I got some pics of the mausoleums, told myself that the air I sucked in through my nose did not smell strange at all, why should it? Then I backtracked till I was closer to the entrance. I checked my phone compulsively for the time, wondering if groundskeepers typically cruised through the joint to check for (living) folks before closing up the main gate. I finally ran into someone, a handsome young security guard, who told me I should've signed in when I first arrived. I checked my phone, saw it was 20 minutes till closing, and was about to argue the point but then shrugged and followed him down a hill and into an office building. It occurred to me that this was exactly how a horror movie might begin, with an unsuspecting idiot following any old dude in a uniform into the "office," only to get dunked into a tub of embalming fluid. I signed the guest book, allowed him to lead me back out, and finally decided to get the hell out of dodge, as my poor beleaguered nerves really could take no more.
I hiked up a long-ass flight of steps and then scurried along the winding drive, the security guard not far behind me, until I exited via the main gate. Within moments, I heard it clang shut behind me as the young man locked up for the day. My heart racing, I made for the nearest bus stop and waited, wishing desperately that I'd chosen some other point in my life to have quit smoking.
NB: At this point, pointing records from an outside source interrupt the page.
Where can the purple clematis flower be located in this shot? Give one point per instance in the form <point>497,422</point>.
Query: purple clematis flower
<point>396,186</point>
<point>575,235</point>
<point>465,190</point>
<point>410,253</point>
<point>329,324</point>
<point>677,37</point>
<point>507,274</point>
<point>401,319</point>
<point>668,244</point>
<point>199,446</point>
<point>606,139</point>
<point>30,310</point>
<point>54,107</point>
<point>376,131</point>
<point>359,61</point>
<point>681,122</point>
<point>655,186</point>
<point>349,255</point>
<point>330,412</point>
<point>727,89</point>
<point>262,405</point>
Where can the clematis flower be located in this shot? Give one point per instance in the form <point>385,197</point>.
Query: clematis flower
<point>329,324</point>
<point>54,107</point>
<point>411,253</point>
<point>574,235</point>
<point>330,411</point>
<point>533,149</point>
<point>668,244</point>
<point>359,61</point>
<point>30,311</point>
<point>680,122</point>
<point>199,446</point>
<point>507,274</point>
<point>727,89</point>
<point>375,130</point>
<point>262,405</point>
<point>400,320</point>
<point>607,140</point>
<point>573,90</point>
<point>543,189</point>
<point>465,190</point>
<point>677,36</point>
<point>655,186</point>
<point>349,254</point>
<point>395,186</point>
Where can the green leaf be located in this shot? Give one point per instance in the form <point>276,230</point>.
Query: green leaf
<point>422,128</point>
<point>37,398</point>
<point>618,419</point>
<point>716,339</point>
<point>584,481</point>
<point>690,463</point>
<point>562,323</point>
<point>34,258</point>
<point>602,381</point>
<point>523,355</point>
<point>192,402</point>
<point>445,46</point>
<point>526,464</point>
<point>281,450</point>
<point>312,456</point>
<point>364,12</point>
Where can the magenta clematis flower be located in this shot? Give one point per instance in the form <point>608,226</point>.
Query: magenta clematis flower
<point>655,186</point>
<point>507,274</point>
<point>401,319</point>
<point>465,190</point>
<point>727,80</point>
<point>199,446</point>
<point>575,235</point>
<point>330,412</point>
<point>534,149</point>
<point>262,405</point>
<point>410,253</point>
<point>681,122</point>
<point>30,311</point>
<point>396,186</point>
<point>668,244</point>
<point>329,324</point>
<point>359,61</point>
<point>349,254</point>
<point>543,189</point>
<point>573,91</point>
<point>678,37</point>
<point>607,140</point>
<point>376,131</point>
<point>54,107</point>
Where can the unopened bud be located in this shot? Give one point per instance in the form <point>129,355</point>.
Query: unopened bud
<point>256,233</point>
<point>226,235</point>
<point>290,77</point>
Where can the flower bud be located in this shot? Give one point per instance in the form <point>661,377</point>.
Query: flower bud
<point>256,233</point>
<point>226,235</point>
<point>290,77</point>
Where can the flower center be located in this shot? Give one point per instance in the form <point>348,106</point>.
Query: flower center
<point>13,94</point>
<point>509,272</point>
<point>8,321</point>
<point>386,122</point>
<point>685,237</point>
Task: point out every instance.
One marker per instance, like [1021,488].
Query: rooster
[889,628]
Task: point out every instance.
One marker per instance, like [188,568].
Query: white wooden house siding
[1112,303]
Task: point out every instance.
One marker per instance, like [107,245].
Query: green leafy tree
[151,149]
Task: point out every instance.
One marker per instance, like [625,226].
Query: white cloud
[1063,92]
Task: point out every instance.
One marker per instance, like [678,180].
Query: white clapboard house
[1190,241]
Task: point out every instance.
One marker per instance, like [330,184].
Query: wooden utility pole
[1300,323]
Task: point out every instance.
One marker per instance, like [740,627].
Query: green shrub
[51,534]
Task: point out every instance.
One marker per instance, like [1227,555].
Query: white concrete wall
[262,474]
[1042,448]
That visit yielded me an acceptable image for my blogfest badge, but left me in a rather shell-shocked state. I boarded the M5 and cruised down the Upper West Side, music blaring in my headphones and thoughts racing through my mind. One thought beat out all the rest and settled deeply into my being, and it was this: ultimately, we don't really know what there is at the end. All we can know, and all we can truly ever have, however fleeting, is a spark of love. Given to us, perhaps, by some divine being, we shelter its easily doused light for a brief time, then pass it on to another. You give it to a lover, your flesh and blood, or to a stranger who gets in your way but you let by, rather than knocking past him with an elbow to his kidney. All we can ever truly have is that love, and we don't have it for long. It seems the only thing we can do, really, is be warmed by it and then warm others with it, while we can.